How and when should data decay?
December 21st, 2007
There’s a relatively new concept out there called “data decay” (there isn’t even a Wikipedia entry for it yet!) that deals with the process of how data gradually becomes incorrect and out of date over time and how it should be handled. Here’s one example from Two Sides to Data Decay:
Approximately 10 years ago, I lived in an apartment just outside of Boston. At the time, the ZIP code for the address of the building in which I lived was 02146. A few years after I moved, the U.S. Postal Service decided to split the area covered by that ZIP code into two parts. The southern section kept the 02146 code, while the northern area – where my former apartment building is – was assigned a new ZIP code: 02446
This example is interesting becomes it raises the two problems caused by this event:
- After he moved, the address that everyone had on file for him would then be incorrect.

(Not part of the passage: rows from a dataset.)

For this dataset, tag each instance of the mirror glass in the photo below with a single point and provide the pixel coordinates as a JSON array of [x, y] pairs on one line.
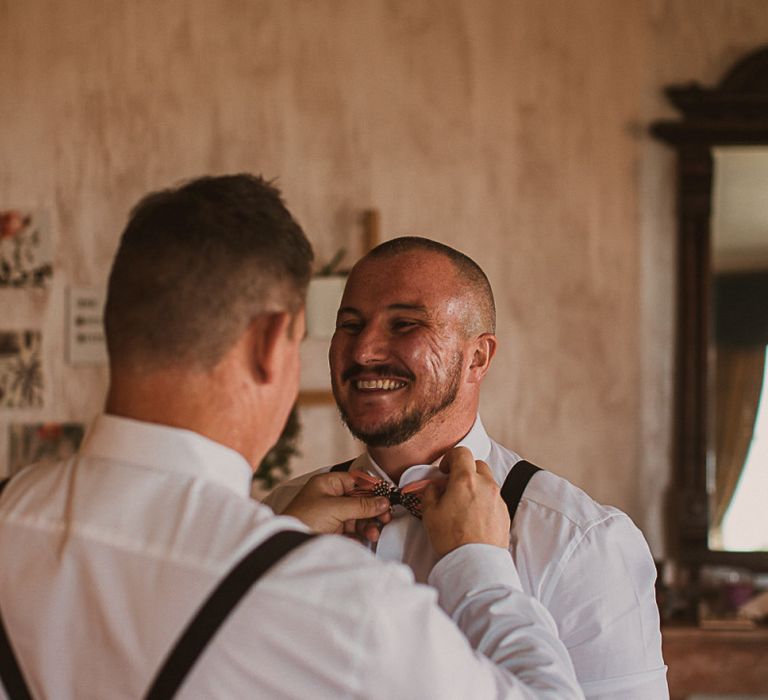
[[737, 476]]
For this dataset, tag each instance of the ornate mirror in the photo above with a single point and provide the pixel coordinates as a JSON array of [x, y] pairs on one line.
[[720, 508]]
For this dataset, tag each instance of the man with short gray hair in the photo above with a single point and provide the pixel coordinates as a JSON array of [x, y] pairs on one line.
[[133, 569]]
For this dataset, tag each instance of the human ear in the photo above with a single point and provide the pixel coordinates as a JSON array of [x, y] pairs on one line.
[[268, 335], [484, 348]]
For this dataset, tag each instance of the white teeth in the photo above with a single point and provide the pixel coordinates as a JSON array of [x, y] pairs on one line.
[[384, 384]]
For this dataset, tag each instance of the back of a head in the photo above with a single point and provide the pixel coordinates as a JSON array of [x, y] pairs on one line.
[[196, 264], [468, 272]]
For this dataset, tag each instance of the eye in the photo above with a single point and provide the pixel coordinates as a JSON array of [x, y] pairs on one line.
[[349, 325], [403, 325]]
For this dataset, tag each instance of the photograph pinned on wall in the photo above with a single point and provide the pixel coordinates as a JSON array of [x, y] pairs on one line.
[[21, 374], [25, 248], [86, 344], [38, 442]]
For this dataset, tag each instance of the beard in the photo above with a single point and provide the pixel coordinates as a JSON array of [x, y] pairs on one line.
[[402, 427]]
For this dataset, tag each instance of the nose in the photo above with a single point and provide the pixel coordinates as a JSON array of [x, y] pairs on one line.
[[370, 346]]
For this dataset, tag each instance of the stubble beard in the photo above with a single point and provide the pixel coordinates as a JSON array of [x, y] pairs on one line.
[[403, 427]]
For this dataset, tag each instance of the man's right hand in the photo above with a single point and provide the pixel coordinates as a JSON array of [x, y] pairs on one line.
[[325, 506], [468, 509]]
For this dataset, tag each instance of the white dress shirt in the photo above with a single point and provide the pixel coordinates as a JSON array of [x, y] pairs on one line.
[[105, 557], [587, 563]]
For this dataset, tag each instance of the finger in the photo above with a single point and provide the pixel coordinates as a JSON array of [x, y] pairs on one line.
[[372, 530], [483, 469], [457, 458], [337, 483], [430, 497], [359, 507]]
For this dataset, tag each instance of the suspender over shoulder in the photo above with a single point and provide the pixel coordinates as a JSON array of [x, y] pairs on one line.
[[198, 633], [511, 490]]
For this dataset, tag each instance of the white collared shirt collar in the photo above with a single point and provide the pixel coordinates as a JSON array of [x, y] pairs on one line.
[[476, 440], [164, 448]]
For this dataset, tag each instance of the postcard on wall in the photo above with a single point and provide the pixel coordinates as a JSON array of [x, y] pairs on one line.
[[36, 442], [25, 248], [21, 374], [86, 344]]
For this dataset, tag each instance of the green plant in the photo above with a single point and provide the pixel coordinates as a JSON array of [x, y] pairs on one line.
[[275, 465]]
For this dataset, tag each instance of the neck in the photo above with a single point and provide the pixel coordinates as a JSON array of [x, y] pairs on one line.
[[434, 439], [203, 401]]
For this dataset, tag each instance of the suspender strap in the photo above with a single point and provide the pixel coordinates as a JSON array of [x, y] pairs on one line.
[[515, 483], [342, 466], [10, 672], [217, 608]]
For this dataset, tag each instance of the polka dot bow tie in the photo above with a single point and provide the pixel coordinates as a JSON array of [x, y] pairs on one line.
[[409, 496]]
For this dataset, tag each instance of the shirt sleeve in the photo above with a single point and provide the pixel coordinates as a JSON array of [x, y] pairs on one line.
[[605, 607], [507, 647]]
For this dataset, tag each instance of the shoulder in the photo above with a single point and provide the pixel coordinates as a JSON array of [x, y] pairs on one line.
[[552, 497]]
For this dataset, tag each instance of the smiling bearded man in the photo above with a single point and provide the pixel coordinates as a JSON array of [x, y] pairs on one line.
[[415, 337]]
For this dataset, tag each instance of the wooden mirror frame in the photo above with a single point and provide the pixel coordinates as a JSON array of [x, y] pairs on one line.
[[733, 113]]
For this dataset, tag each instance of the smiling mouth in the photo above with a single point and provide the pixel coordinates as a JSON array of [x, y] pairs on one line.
[[378, 384]]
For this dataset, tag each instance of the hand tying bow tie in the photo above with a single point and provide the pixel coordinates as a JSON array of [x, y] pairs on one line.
[[409, 496]]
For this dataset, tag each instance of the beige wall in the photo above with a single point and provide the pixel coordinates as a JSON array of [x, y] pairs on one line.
[[515, 130]]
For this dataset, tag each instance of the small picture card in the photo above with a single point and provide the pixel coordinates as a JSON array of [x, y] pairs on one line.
[[25, 248], [85, 332], [21, 374], [35, 442]]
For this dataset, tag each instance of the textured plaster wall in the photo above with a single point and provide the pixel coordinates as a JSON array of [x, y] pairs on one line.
[[514, 130]]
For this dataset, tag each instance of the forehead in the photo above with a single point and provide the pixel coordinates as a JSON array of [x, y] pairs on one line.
[[419, 277]]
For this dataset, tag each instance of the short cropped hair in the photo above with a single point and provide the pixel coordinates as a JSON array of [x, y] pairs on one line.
[[195, 265], [467, 269]]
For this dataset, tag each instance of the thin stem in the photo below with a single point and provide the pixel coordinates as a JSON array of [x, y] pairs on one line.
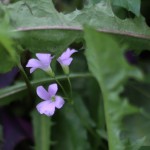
[[28, 84], [65, 93], [70, 86], [22, 86]]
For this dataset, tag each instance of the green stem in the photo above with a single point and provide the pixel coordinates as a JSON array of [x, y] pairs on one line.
[[15, 89], [70, 87], [28, 84], [61, 87]]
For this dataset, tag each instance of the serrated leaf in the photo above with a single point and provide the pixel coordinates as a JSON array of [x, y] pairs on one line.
[[55, 31], [42, 131], [130, 5], [111, 72]]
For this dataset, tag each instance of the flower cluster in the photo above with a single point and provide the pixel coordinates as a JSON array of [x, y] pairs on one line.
[[51, 100]]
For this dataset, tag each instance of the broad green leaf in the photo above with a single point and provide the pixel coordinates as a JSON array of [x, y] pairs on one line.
[[42, 131], [8, 55], [130, 5], [111, 72], [53, 31]]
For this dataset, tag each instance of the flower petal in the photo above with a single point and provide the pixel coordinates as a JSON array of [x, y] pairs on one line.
[[32, 70], [44, 58], [33, 63], [66, 62], [46, 107], [59, 101], [42, 93], [67, 53], [52, 89]]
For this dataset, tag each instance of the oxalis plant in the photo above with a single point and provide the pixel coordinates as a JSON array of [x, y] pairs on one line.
[[88, 61]]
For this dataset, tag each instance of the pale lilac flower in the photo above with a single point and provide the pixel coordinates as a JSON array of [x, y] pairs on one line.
[[65, 59], [43, 62], [51, 100]]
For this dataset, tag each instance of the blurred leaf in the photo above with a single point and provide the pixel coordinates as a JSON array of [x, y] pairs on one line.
[[15, 130], [42, 131], [83, 113], [47, 30], [69, 131], [7, 78], [7, 49], [130, 5], [111, 74]]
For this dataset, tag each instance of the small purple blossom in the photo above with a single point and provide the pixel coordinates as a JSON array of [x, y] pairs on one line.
[[65, 59], [51, 100], [43, 62]]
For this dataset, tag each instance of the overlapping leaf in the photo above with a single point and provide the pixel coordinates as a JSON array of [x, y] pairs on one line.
[[46, 29], [107, 63]]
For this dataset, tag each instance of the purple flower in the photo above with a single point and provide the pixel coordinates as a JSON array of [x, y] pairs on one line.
[[51, 100], [43, 62], [65, 59]]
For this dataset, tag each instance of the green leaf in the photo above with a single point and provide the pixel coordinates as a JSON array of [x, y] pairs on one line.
[[42, 131], [11, 93], [83, 113], [52, 31], [111, 72], [69, 131], [130, 5]]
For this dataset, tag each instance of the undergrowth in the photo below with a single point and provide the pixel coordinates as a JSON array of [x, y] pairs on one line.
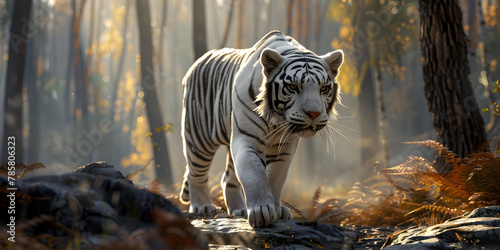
[[414, 193]]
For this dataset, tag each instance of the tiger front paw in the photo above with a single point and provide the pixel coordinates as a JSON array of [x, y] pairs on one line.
[[262, 215], [203, 210]]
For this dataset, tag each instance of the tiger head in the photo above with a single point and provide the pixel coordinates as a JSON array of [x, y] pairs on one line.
[[299, 89]]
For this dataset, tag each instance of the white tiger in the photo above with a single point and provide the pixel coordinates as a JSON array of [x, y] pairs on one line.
[[258, 102]]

- After he moved and after the zip codes were reassigned, his old address while correctly zoned at the time he lived there is incorrectly zoned any time after the reassignment. So processing of the original zip code performed after the zip code reassignments would either incorrectly include the new zip code when processing the original zip code’s area or would be skewed when comparing new data with the original zip code to old data with the same zip code since the old data for the original zip code included more area.
It’s actually a pretty surprisingly complex situation and I urge you to read the whole article. Bruce Schneier approaches data decay from a different perspective in the this Educause Podcast. He considers the problem of when computers should forget data. Is it relevant and safe for computers to remember things forever:
All process today produce data. It stays around. It festers. How we deal with it. How we recycle it, reuse it, dispose of it. What the regulations are concerning it are central to the Information Age… Twenty, thirty, fifty years from now we’re going to be cleaning up massive data problems just like we’re cleaning up massive pollution problems today… Some people have written about the fact that computers should be programmed to forget things. That remembering stuff forever isn’t necessarily goodness.
I’ve posted about backing up before and take great strides in keeping all my data safe and secure, but I think that Bruce has a point here. I don’t know if I want everything about me stored in some database forever. But at the same time how should data like that gracefully decay without simply vanishing or becoming useless?